Braccato dal ricordo di te, perdo il controllo, se mai si possa parlare di controllo vero e proprio, sulla mia mente, fantasie, incubi, malizie e poi, perversioni, che evaporano in questo pomeriggio di agosto, in questa estate così calda da far sciogliere ogni mia minima idea, ogni mio più piccolo pensiero – Quaranta gradi all’ombra renderebbero matto chiunque… – penso, mentre con la penna scrivo su un foglio di carta, sudore, l’inchiostro che utilizzo, alcune mie memorie, alcuni quadri, riproduzioni di momenti passati con te, che se giorni così posson essere considerati inferni in terra, definizioni non esiston per descrivere i giorni che ci hanno visti insieme.

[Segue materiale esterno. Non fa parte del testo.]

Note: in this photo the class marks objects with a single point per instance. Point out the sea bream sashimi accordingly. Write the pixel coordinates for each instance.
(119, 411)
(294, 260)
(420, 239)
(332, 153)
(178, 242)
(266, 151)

Sorrido, trovo ironico che il tuo ricordo riaffiori alla mia mente nei periodi più terribili, come questo, quelli che mi affaticano di più, in cui nascono in me i pensieri più tremendi, più orribili, se vogliamo, camicia di lino che lentamente si bagna, io che, nonostante abbia trovato rifugio all’ombra di una grande quercia secolare, come quella sotto la quale ci stendevamo noi a leggere poesie e far l’amore, non trovo sollievo al caldo che ha invaso questo fazzoletto di terra.
Non odo un fruscio, non odo il benché minimo rumore, naturale e non, tutto sembra essersi fermato, eccetto il suono sordo di alcune campane lontane, che improvvisamente squarciano il silenzio, monaci Certosini in raccoglimento, preghiera, la nona che incombe, i loro mantelli neri sulle spalle, similitudine interessante, che va a braccetto proprio con il pensiero di te, sagome nere che mi raggiungono, si inginocchiano intorno a me, le teste basse a guardar per terra, solennità e sofferenza, dolore, passione, forse un po’ di gioia, forse.
Chiudo gli occhi, mi lascio andare alla tentazione di qualche immagine, un abbraccio, un bacio, qualche mia poesia scritta e lasciata sul tuo cuscino, oramai, dopo tanti anni dimenticata, sfumata chissà dove, forse dispersa in qualche cassetto del tuo vissuto, della tua memoria.
Momenti così, oltre il sole, il caldo, il tentativo di scovare un po’ di refrigerio in questo bosco antico, un convento di monaci poco distante dall’albero da me scelto, la tua presenza, sogno, realtà, visione improvvisa, alla quale cedo, complice la sofferenza dovuta al caldo, alla quale mi lascio andare, fantasie, incubi, malizie, perversioni, memorie, belle e terribili, allo stesso tempo, che se giorni così posson essere considerati inferni in terra, definizioni non esiston per descrivere i giorni che ci hanno visti insieme.